We present a unifying framework for a complete analysis of selective sweeps that connects shared haplotypes to a statistical model for recent ancestry. Based on a conditional coalescent model, we develop a suite of new methods to identify and localize putative regions of selective sweeps, infer the frequency of an unknown causal allele, and estimate the selection coefficient. Importantly, our estimator for the selection coefficient is unbiased and attains proper coverage in simulations. We further demonstrate that our estimator is robust to a variety of simulated model misspecification scenarios. Second, we simulate the evolution of genetic sequences within a population to evaluate the performance of our entire method across multiple tasks and in comparison with existing methods. Third, we study positive selection in two independent European American cohorts from the NHLBI Trans-Omics for Precision Medicine Project. We find results in line with prior literature for a positive control case of lactase persistence in the LCT gene. For a few genes, we estimate an allele frequency and selection coefficient pair and extrapolate a time trajectory with recursion; for other genes, we find that sequence variation and haplotype structure poorly fit those expected for hard selective sweeps.

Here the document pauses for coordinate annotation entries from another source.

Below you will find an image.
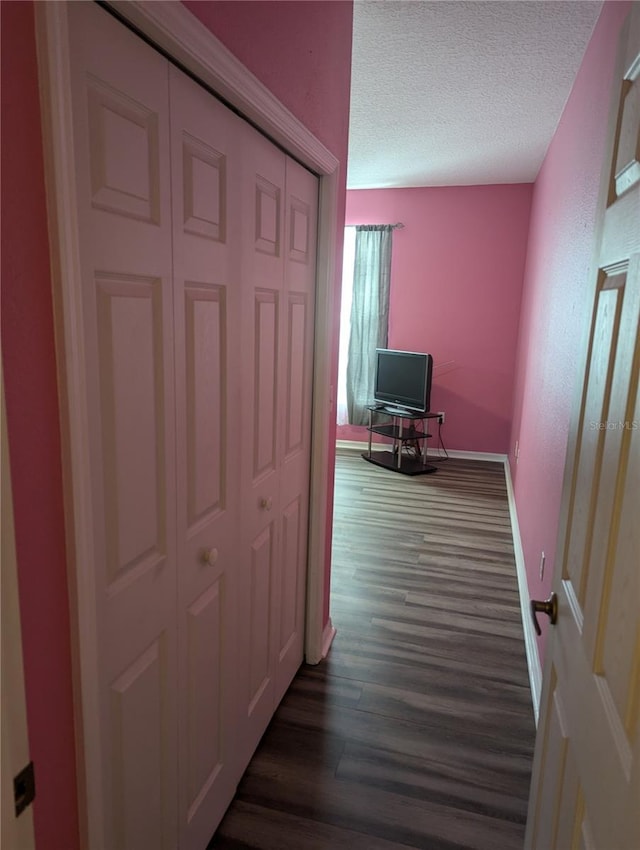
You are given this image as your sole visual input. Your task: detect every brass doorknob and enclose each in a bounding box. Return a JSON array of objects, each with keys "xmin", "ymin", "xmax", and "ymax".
[{"xmin": 531, "ymin": 593, "xmax": 558, "ymax": 635}]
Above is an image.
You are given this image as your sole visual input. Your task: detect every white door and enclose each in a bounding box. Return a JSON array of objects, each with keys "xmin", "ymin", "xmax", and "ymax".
[
  {"xmin": 0, "ymin": 372, "xmax": 35, "ymax": 850},
  {"xmin": 68, "ymin": 3, "xmax": 178, "ymax": 850},
  {"xmin": 235, "ymin": 124, "xmax": 285, "ymax": 762},
  {"xmin": 69, "ymin": 3, "xmax": 317, "ymax": 850},
  {"xmin": 169, "ymin": 67, "xmax": 244, "ymax": 848},
  {"xmin": 526, "ymin": 3, "xmax": 640, "ymax": 850},
  {"xmin": 274, "ymin": 158, "xmax": 318, "ymax": 705},
  {"xmin": 238, "ymin": 134, "xmax": 318, "ymax": 763}
]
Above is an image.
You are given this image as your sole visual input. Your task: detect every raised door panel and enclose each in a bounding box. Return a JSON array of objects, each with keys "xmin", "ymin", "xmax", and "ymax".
[
  {"xmin": 170, "ymin": 68, "xmax": 242, "ymax": 848},
  {"xmin": 68, "ymin": 3, "xmax": 177, "ymax": 848}
]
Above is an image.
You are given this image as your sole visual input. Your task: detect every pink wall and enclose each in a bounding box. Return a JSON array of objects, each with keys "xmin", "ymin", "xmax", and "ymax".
[
  {"xmin": 509, "ymin": 2, "xmax": 630, "ymax": 657},
  {"xmin": 0, "ymin": 3, "xmax": 79, "ymax": 850},
  {"xmin": 0, "ymin": 2, "xmax": 352, "ymax": 850},
  {"xmin": 338, "ymin": 184, "xmax": 532, "ymax": 453}
]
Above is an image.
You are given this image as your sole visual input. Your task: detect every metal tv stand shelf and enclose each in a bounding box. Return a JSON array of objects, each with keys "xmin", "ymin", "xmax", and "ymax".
[{"xmin": 362, "ymin": 405, "xmax": 438, "ymax": 475}]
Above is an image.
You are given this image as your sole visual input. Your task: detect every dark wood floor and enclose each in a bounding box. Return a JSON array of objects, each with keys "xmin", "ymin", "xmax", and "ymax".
[{"xmin": 210, "ymin": 453, "xmax": 535, "ymax": 850}]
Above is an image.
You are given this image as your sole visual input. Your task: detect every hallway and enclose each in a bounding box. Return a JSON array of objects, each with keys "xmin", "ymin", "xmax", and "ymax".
[{"xmin": 210, "ymin": 452, "xmax": 535, "ymax": 850}]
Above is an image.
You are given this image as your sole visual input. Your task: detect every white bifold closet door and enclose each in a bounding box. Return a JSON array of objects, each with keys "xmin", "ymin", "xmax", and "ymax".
[{"xmin": 67, "ymin": 3, "xmax": 317, "ymax": 850}]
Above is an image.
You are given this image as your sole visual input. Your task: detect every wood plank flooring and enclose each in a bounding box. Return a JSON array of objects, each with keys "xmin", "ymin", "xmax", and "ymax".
[{"xmin": 210, "ymin": 452, "xmax": 535, "ymax": 850}]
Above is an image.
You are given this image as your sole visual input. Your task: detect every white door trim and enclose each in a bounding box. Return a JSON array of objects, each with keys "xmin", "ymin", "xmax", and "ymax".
[{"xmin": 35, "ymin": 0, "xmax": 340, "ymax": 850}]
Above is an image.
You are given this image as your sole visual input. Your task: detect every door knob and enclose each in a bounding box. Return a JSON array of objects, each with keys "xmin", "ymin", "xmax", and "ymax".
[
  {"xmin": 531, "ymin": 593, "xmax": 558, "ymax": 635},
  {"xmin": 200, "ymin": 549, "xmax": 218, "ymax": 567}
]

To quantify statistical uncertainty in our estimator, we develop a fast parametric bootstrap to sample shared haplotypes from an unknown ancestral process. Naïve implementations of this bootstrap compare recombination endpoints pairwise, which becomes intractable for biobank scaled sample sets. We propose improvements to this algorithm which lead to approximately linear runtime in empirical studies. Our contribution also offers an asymptotic Poisson approximation for early time steps in which the coalescent assumption of small sample size is violated. We conclude with a discussion on this ongoing work and other extensions to our methodology.